COLUMBIA — Columbia’s Environment and Energy Commission is looking at technologies it might recommend to replace about 8,000 of the city’s street lights to make them more energy efficient.
The street lights currently work by running an electric current through mercury vapor as opposed to using the tungsten filament of an incandescent light bulb or the gas within a neon sign.
These mercury-vapor lights use the same amount of power throughout their lifetime, but their light output decreases over time — which means they become more inefficient as they age.
Manufacturers are beginning to phase out production of the lights following a federal law passed in 2005, commission member Ted Dyer said.
The city isn’t sure how many mercury-vapor lights it has installed but estimates it has about 8,000, Dyer said. A staff member from Columbia Water and Light is in the process of manually counting them every night; Dyer said that count should be done by mid-July.
Dyer emphasized the need for the city to switch to more energy-efficient lighting.
“Those fixtures are a money pit,” Dyer said of the mercury-vapor lights. “We are throwing a lot of our hard-earned energy right straight down a rathole by feeding a light that’s only putting out half of what it should.”

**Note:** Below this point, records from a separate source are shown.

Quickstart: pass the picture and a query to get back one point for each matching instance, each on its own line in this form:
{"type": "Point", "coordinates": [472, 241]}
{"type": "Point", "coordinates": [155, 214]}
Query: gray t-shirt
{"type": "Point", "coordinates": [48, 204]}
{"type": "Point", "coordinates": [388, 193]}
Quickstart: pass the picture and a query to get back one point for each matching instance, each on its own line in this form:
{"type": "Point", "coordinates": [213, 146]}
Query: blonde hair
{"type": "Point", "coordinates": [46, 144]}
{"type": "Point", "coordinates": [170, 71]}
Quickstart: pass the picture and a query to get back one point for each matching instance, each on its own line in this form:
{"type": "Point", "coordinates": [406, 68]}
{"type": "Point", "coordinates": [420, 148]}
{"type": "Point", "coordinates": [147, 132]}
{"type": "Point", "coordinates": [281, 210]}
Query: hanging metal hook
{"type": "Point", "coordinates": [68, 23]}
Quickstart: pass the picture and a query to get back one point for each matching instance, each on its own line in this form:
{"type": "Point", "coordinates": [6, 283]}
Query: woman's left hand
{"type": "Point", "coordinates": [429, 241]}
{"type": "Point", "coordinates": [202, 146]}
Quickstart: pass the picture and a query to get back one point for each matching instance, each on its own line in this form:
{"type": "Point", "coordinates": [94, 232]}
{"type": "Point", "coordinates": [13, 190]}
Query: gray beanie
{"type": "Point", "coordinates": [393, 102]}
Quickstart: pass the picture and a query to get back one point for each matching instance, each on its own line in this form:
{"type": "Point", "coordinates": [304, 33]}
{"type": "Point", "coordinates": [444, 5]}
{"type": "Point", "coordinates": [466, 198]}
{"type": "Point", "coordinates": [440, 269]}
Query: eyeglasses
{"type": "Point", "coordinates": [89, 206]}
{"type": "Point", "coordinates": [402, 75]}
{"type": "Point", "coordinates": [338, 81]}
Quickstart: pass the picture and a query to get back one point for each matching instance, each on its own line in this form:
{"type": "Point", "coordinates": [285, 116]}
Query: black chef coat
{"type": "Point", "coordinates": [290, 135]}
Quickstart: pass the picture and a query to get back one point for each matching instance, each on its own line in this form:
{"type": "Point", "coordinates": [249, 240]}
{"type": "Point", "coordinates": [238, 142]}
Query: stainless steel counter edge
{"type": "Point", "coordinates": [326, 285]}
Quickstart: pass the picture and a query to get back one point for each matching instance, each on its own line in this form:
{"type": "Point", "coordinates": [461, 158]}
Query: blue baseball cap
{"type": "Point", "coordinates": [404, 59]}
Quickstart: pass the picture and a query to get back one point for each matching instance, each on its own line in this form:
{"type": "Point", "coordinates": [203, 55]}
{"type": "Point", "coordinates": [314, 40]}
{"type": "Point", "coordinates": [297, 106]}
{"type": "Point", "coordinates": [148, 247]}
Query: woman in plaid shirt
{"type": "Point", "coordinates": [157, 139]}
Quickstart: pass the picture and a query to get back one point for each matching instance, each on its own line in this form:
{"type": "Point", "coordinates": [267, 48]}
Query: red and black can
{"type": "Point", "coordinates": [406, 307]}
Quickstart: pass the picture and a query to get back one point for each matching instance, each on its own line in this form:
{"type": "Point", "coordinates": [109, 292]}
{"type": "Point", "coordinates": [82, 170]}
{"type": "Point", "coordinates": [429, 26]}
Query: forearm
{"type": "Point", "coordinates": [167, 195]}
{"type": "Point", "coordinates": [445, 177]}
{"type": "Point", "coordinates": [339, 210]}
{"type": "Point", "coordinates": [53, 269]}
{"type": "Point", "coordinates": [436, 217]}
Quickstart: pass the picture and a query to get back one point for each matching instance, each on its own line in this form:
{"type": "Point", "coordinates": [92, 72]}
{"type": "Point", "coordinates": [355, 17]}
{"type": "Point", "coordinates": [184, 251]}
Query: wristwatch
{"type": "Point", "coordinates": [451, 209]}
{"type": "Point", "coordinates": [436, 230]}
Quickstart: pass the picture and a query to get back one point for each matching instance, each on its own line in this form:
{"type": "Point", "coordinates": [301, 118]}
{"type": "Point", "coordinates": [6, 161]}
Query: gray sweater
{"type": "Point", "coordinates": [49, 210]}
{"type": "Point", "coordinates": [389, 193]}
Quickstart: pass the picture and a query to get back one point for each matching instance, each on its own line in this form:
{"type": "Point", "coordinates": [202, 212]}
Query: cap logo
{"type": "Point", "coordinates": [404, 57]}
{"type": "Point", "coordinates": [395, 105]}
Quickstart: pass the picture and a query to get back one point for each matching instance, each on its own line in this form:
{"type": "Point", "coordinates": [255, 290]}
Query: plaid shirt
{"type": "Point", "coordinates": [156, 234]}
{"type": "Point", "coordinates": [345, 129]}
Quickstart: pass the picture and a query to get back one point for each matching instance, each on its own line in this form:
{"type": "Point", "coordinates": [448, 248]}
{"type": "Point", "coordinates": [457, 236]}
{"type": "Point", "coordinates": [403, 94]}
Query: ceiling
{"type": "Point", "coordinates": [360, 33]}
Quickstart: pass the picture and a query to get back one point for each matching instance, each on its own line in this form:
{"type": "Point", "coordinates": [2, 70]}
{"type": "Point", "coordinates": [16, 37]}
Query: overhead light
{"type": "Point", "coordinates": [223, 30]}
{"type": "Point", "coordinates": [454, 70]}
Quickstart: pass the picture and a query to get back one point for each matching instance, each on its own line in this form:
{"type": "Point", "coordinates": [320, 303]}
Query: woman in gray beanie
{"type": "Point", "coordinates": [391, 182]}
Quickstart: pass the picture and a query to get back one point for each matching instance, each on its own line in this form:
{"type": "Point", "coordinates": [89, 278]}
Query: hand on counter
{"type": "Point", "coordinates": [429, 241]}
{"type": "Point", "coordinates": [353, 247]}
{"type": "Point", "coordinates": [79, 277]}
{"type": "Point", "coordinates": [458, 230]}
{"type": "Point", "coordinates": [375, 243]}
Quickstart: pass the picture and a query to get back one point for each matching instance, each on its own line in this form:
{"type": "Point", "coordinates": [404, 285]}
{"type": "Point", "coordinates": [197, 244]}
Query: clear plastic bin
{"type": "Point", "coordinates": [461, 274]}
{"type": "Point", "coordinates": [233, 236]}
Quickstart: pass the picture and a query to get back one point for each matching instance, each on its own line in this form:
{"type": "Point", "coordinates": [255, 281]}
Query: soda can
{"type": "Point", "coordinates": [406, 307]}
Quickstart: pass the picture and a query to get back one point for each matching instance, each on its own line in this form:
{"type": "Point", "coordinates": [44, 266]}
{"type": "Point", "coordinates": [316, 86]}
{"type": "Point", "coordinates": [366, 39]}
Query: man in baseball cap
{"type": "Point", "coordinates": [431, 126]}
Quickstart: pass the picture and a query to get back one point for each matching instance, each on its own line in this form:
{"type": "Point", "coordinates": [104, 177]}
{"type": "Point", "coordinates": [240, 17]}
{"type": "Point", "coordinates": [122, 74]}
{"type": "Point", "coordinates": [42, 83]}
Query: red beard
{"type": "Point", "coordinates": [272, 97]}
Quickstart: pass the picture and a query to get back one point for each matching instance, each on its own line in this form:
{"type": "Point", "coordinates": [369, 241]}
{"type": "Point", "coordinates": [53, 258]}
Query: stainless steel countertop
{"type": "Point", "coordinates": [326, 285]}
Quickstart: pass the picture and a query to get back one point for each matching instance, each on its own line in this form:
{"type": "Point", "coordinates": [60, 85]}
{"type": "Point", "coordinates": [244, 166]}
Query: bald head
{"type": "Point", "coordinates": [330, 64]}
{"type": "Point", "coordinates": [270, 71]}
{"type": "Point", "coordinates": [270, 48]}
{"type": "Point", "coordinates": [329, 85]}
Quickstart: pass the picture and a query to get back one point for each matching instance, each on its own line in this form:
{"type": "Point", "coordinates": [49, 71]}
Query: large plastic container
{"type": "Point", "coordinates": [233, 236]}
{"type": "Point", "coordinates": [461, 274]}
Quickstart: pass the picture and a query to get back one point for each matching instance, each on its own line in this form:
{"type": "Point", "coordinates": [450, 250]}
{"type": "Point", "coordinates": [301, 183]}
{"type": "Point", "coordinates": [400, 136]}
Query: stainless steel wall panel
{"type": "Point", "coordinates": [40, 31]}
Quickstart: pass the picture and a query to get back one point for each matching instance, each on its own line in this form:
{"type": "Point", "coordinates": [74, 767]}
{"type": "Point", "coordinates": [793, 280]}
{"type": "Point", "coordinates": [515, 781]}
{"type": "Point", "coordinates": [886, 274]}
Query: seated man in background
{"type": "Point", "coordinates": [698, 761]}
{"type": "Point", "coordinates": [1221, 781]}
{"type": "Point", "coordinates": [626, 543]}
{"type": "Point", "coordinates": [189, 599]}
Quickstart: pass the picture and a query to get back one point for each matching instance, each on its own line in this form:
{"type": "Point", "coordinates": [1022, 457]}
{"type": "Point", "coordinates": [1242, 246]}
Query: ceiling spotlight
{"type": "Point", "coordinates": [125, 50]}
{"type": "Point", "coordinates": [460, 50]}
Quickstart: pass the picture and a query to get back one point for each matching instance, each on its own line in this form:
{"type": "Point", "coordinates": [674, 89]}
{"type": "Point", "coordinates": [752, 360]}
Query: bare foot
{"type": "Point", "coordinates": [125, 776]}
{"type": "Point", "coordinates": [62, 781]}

The city is researching two more efficient alternatives based on other cities’ experiences: lights based on sodium vapor and light-emitting diodes. The sodium lights have been in use for several years, but LEDs, which are commonly used in smaller appliances such as flashlights and electronic device indicator lights, are being marketed as more efficient and easy to service.
“The first big push will be low pressure sodium,” Dyer said, noting that the replacement project “will probably be well under way before LEDs are fully researched.”
Dyer has not said which cities he has contacted but said many communities are facing the same problem.
The city of Newton, Mass., replaced all 8,440 of its mercury-vapor lights with high-pressure sodium lights last year.
According to David Tannozzini of the Newton Citizens Commission on Energy, the $3 million project will save the city $760,000 in energy costs every year, which means the replacement will pay for itself in only four years.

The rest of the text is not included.